Practical Import: Contrary to the TCHRA's stated purpose to correlate state law with federal law, this decision creates a major rift between Texas federal and state courts in the litigation of employment discrimination claims. First, as the discussion above and the decision itself shows, the Court's ruling is contrary to the great weight of federal decisions in holding that the "motivating factor" standard, instead of the "determining factor" standard, applies to pretext cases. As Justice Hecht notes, this schism will likely result in plaintiffs forum-shopping their pretext cases to Texas state courts to avail themselves of the lesser causation standard. Perhaps even more drastic, however, is the Court's holding regarding the sufficiency of the evidence offered. Specifically, by holding that a plaintiff may rebut an employer's performance-based decision with evidence of positive feedback from co-workers, the Texas Supreme Court has turned its back on the wealth of jurisprudence establishing that the purpose of anti-discrimination laws is not to turn the courts into "super-personnel boards" to scrutinize employers' business decisions. See, e.g., Shackelford v. Deloitte & Touche LLP, 190 F.3d 398, 408 (5th Cir. 1999) (noting that "merely disputing [the employer's] assessment of . . . work performance will not necessarily support an inference of pretext")(and cases cited therein). Additionally, after this decision, employers should be sure to plead "same decision" as an affirmative defense in all TCHRA discrimination cases and to offer a jury instruction on that point as well.

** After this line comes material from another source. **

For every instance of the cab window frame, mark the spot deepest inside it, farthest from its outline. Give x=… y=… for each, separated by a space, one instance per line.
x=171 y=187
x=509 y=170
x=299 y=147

There is some good news - shortly following the Court's decision, legislation was offered in both chambers of the Texas legislature which would legislatively overturn the Court's holding on the causation issue and clarify the evidentiary issue as well. These bills, HB 3615 and SB 1721, introduced by Rep. Kenneth "Kim" Brimer and Sen. John Carona respectively, would make clear that the "motivating factor" standard applies only in cases where the plaintiff has direct evidence of discrimination. In other cases, i.e., pretext cases, the plaintiff would have to prove that "but for the complainant's [protected characteristic], the employer would not have taken the action which the [plaintiff] alleges is discriminatory." Moreover, the bills would prevent opinions or statements from persons who did not participate in the allegedly discriminatory decision or performance appraisals conducted more than one year prior to the challenged action from being considered as evidence of pretext. Finally, the proposed legislation explicitly states that Texas courts must apply the same standards as federal courts in evaluating evidence.